Scenario 1/ So your RUI’d client’s case is exhumed and he is postal req’d to Lavender Hill. They have of course changed address. Warrant. Executed a week later in Wimbledon where no-one knows anything about it. The Duty solicitor bails them for PSRs in 2 days time. You have a declaration on file and they ring you afterwards to tell you. You file an application. So does the unwitting Duty. You both attend for the PSRs. Unseemly quarreling……….get the picture?
Scenario 2/ So your client’s remand is switched to Bromley. You attend. They of course goes to Croydon where they always go. Warrant. Executed a week later…..See Scenario 1/ above.
The Courts will list 3 cases at 10.00, 3 at 11.00 etc and then the backlog cases similarly staggered in the afternoon.
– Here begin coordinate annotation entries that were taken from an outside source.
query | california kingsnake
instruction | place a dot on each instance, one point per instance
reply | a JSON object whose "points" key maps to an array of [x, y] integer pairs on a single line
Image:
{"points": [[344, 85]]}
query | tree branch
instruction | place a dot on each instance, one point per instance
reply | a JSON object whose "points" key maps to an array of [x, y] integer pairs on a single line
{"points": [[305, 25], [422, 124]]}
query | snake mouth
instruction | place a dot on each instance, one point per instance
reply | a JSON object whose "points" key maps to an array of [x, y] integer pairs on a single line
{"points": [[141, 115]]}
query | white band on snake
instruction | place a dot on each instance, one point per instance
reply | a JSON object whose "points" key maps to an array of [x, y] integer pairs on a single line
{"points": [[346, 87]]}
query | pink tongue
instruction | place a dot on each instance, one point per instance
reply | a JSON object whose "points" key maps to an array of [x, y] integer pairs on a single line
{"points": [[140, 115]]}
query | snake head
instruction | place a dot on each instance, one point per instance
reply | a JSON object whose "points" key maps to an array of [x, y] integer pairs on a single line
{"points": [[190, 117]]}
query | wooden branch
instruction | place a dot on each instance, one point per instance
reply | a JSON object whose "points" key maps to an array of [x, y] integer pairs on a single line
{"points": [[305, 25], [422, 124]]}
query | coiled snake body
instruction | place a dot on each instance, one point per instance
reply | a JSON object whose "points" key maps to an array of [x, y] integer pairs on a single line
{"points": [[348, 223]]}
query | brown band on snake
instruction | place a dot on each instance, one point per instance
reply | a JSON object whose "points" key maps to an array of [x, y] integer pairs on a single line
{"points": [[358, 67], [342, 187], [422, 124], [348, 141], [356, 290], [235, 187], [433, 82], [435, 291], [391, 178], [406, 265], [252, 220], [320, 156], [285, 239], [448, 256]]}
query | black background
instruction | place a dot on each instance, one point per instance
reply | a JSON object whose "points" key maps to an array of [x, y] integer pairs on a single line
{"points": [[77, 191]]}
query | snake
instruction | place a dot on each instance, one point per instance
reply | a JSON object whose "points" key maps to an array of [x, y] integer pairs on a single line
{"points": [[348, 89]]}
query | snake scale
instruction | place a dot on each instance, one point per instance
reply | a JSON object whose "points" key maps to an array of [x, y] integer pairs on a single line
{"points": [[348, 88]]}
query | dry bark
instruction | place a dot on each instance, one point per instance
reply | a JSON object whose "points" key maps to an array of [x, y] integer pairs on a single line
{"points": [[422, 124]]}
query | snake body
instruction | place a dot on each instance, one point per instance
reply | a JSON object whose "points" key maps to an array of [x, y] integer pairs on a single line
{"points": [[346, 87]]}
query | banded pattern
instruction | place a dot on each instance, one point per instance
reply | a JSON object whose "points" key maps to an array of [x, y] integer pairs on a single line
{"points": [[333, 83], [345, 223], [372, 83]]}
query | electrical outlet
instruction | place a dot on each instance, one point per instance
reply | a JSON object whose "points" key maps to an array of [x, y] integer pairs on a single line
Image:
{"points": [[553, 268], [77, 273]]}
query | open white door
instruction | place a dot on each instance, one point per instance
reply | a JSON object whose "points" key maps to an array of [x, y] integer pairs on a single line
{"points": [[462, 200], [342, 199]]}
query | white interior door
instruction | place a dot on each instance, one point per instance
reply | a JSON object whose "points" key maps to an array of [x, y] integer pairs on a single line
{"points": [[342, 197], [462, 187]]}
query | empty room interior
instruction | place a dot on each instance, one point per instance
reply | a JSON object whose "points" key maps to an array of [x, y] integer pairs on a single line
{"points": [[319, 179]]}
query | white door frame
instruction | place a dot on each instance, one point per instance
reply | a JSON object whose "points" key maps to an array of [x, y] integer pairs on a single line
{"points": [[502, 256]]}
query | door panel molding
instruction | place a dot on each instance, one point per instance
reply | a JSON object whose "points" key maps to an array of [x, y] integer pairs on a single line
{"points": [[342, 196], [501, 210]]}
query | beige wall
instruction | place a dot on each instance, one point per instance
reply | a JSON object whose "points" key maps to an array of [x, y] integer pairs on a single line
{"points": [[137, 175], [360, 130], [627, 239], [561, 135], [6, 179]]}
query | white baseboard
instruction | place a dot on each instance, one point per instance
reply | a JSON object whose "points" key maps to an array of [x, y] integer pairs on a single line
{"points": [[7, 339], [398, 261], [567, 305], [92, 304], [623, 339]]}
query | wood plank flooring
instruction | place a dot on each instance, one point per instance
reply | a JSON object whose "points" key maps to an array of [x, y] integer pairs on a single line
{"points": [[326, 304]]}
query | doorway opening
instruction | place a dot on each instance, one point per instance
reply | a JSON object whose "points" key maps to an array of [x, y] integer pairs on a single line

Years ago in the Pilot Scheme for Virtual Courts at Camberwell, HMCTS listed virtual bail cases at appointed times with the Defendant told to attend Brixton Police station, say, at 11.30 to be linked in. Myself and others on the Working Group advised a degree of caution coupled with giggling disbelief.
I can’t tell you how successful that was.
Because it wasn’t. No defendants turned up, save one who tried it but couldn’t get past the Front Desk at Brixton.
Defendants will drift in at their usual pace giving the often reasonable excuse that they had no idea of where the new Court was and anyway they can’t afford the bus fare on benefits and its rather a long walk from Croydon to Lavender Hill.
Prompt action by the LCCSA and others seems to have shifted HMCTS on remotes and I am sure that the Committee would appreciate warnings of other potential disasters.